Cat set out for Suite D136, the current abode of Phlu Laum, at a pace that was actually quite brisk, thought she appeared to be no more than lazily ambling her way about the ship.
The evening before, after hearing Roger's rambling, incoherent, yet intriguing story, cleaning him up, and pouring him into her bed, Cat had dove into the galactic net to find out all she could about Phlu Laum.
There had been surprisingly little to learn. On the surface Phlu Laum was very ordinary. She owned and ran a restoration studio in Mily on Nergof III, owned a modest, yet comfortable, home in that same city, time-shared a condo in Yric on Erton, cautiously invested in the market, called her mother every day, donated to the Pan-Galactic Humane Society, and paid her taxes early. She had three speeding tickets in her past and currently had one overdue meldtale from the library.
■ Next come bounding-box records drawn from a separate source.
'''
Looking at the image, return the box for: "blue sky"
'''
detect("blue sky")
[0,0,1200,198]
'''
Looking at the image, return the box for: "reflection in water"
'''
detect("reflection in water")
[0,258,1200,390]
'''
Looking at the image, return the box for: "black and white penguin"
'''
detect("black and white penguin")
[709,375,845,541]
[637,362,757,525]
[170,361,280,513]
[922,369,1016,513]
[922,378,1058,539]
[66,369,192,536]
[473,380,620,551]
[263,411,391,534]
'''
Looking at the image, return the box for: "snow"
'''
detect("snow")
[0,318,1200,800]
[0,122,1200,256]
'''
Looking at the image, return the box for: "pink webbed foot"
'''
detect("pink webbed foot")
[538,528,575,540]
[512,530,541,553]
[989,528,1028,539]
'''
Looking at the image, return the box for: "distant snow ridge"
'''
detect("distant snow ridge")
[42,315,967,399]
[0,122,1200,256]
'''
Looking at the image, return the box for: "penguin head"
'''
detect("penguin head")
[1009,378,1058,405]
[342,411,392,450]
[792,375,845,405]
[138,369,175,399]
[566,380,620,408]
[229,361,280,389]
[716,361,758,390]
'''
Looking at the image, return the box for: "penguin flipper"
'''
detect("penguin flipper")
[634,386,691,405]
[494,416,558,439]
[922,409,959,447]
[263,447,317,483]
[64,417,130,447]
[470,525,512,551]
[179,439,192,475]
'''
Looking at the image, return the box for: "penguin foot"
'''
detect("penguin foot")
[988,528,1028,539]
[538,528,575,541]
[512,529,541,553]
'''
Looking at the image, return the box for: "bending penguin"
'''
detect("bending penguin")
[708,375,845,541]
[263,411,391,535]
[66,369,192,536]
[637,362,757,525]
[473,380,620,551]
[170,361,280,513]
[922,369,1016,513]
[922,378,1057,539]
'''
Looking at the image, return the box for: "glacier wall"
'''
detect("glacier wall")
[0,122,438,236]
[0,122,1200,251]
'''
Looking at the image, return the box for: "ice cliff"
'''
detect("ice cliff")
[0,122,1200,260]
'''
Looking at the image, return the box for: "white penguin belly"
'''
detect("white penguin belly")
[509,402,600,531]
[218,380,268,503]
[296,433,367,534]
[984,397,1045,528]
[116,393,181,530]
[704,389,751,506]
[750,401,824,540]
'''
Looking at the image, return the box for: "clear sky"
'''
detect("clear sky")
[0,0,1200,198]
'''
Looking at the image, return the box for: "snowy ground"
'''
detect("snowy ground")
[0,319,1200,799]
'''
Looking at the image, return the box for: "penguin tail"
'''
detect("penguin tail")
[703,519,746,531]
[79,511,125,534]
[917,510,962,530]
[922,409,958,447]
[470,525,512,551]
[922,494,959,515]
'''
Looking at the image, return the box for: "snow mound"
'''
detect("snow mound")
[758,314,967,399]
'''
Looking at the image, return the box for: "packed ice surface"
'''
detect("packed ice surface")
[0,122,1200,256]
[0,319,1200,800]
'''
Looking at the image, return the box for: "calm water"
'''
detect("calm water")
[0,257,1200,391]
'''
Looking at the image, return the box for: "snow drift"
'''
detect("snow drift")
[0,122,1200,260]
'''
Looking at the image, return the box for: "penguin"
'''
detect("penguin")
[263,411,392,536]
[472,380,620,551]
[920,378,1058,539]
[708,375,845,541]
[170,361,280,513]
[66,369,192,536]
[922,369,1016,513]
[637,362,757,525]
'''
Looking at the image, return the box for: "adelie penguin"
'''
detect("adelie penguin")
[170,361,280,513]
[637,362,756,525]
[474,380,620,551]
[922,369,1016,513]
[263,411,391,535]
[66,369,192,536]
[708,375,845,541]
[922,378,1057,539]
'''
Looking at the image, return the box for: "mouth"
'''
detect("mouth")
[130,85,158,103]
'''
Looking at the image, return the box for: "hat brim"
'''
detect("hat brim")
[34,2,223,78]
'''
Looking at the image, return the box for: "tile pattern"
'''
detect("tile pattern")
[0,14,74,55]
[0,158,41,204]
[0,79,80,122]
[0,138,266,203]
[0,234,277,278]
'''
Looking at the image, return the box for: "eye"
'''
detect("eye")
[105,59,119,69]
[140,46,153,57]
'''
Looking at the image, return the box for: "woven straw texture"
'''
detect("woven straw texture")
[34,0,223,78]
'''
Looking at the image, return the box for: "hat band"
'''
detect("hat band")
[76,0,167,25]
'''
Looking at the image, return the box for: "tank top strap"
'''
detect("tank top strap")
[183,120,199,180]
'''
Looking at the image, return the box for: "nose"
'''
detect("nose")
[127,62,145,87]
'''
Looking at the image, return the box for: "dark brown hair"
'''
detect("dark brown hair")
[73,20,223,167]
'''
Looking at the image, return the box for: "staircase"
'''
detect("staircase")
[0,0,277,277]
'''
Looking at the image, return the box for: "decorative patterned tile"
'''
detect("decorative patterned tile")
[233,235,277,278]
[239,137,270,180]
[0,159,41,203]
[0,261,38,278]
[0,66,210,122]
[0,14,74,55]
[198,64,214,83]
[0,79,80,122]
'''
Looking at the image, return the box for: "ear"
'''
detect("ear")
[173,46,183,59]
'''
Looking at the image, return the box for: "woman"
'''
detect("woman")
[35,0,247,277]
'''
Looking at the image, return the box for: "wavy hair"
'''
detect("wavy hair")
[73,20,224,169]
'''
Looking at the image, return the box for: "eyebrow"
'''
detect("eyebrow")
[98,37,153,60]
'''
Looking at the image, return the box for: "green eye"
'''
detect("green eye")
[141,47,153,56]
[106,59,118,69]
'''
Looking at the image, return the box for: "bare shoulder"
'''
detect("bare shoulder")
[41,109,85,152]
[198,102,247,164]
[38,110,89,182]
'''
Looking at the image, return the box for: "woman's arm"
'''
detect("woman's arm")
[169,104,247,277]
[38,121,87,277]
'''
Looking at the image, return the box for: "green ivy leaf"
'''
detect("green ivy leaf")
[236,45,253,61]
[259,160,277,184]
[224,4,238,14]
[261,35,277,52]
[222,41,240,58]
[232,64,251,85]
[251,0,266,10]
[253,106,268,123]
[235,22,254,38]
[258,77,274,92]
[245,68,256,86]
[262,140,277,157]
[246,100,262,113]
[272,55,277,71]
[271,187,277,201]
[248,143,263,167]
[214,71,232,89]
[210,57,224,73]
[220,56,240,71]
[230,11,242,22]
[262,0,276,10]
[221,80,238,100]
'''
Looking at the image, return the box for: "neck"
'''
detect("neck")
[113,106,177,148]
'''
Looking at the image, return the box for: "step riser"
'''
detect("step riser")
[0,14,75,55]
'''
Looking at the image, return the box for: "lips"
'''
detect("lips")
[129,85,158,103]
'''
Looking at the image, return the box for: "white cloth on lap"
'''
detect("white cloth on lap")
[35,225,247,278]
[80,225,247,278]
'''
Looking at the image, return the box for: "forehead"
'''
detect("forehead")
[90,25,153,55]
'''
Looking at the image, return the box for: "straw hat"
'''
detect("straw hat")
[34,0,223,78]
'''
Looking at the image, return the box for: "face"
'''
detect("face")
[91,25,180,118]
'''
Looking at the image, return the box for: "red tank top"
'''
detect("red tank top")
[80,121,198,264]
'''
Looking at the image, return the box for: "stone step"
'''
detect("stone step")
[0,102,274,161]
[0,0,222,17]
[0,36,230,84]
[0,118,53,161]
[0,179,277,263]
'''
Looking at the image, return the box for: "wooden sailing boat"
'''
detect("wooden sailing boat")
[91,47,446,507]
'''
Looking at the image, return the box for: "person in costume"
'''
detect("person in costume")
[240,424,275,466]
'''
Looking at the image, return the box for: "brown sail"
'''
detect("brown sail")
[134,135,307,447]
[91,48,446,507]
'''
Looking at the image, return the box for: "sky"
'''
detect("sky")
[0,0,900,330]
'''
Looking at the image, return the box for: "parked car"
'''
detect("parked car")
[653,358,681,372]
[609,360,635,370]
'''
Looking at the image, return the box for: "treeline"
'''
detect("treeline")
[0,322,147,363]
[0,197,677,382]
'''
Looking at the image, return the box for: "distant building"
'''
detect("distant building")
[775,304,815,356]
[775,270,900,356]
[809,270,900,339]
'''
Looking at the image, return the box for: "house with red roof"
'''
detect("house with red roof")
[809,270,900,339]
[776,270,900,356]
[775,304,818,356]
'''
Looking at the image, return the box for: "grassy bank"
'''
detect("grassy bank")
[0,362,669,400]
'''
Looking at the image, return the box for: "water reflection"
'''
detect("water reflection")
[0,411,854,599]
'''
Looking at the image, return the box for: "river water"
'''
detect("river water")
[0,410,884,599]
Diving deeper into the binary data stream, Cat found Laum had several different names, homes, bank accounts, and mothers on different planets. Each identity was perfectly conventional and non-descript, but all of them belonged to the same woman.
She had sent out invitations to several collectors, offering a unique and unusual item never before offered on the market. Backtracking and cross-checking the data, Cat found five of the six collectors, including Justy Tanaka, were on board the Wandering Star. The sixth had been unavoidably detained by a prison sentence.
The door to Suite D136 was in front of her. Cat could have easily used the ship's duct system to break into Laum's room, find the tape, and take it. For someone of her skills, that was child's play. Alternatively she could have hacked the ship's system, set off the emergency system, and sent Laum and companions fleeing from the room, leaving it easy to search. Or – well, there were several plans Cat could have used that would not have involved direct confrontation with Phlu Laum. But where would the fun be in that?
Cat rapped at the door. Perfectly aware that the room's occupants could see and hear her through the one-way viewer door, she smiled, waved, and called, "Hullo, dears. I've come to buy a tape."
A voice, it had to be one of the Kitsas, growled through the two-way speaker, "Go ‘way, human female. We not sell tapes. You have wrong room."
"Of course you don't sell tapes," purred Cat, "but you do have a tape. The Mamo tape and I want it. Now do let me in so I can talk to Phlu or Apre Greene or Gollak Nirach or Smeres Olid or Thib Mayne or whatever she wants to call herself." Cat slid a thin disk out from beneath the band of her skirt and held it up between two fingers. "I have diltium."
The door opened and Cat strolled in. Her eyebrows arched in surprise and interest as she took in the scene in front of her.
The mood setting holo-scenes were askew on the walls. Gel foam was oozing out of the lounger and another chair lay in pieces.
The Kitsa who'd opened the door leaned against the wall, a hank of its coarse, dark hair torn from its chest revealing the pink flesh beneath.